CARACAS – A più di un mese dalle due scosse che hanno devastato la costa venezuelana, il Paese continua a fare i conti con una calamità di proporzioni eccezionali, tra macerie ancora da rimuovere, interi quartieri dichiarati inagibili e decine di migliaia di persone senza una dimora stabile.
Il presidente dell’Assemblea nazionale, Jorge Rodríguez, ha reso noto che il totale dei morti accertati è salito a 6.125 e che quasi 61mila persone hanno ricevuto cure ospedaliere. I terremoti, di magnitudo 7,2 e 7,5, colpirono il 24 giugno a distanza di appena 39 secondi l’uno dall’altro.
La Guaira, Stato costiero a nord della capitale, rimane l’area maggiormente interessata. Quasi 200 edifici sono crollati, mentre oltre 16.200 strutture sono state classificate come pericolose e abbandonate dai residenti.
Rodríguez ha riferito che finora è stato rimosso soltanto il 16,5 per cento dei detriti prodotti dalle scosse. Squadre di soccorso e familiari continuano a scavare alla ricerca di persone scomparse, benché le speranze di trovare superstiti si siano ormai ridotte quasi del tutto.
Il governatore di La Guaira, José Alejandro Terán, ha indicato in circa 1.400 il numero dei dispersi nella regione. Il governo centrale non ha diffuso un dato complessivo, mentre alcune stime formulate da esperti arrivano fino a 10mila persone.
Quasi 24mila abitanti di La Guaira e Caracas vivono ancora in ricoveri improvvisati. Molti hanno perso l’abitazione, altri non possono rientrare perché gli immobili sono stati giudicati pericolanti.
La Banca Mondiale ha calcolato in 19,6 miliardi di dollari americani, pari a circa 28 miliardi di dollari australiani, i danni fisici diretti.
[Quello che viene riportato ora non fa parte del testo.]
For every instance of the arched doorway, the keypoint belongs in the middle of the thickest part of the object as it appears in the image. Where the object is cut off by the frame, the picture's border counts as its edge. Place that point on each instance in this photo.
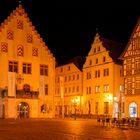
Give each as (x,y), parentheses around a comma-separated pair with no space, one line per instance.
(23,110)
(133,109)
Il costo della ricostruzione potrebbe però essere almeno doppio, a causa della necessità di demolire edifici, ripristinare infrastrutture e realizzare nuovi alloggi.
La presidente ad interim Delcy Rodríguez ha difeso l’operato dell’esecutivo dalle accuse di mancanza di prontezza. Alcuni residenti e osservatori hanno sostenuto che militari e funzionari siano arrivati tardi e abbiano offerto un aiuto insufficiente, anche nei luoghi dove vi erano persone intrappolate.
La scorsa settimana il Parlamento ha approvato all’unanimità una legge destinata a rendere più semplice l’affitto degli immobili. Il provvedimento abroga precedenti norme restrittive introdotte dai governi chavisti e punta a mettere sul mercato circa 400mila abitazioni.
Rodríguez ha definito la misura vantaggiosa sia per gli inquilini sia per i proprietari. Il governo ha inoltre promesso di consegnare 4mila case agli sfollati entro la fine dell’anno, con l’obiettivo di superare quota 10mila nel 2027.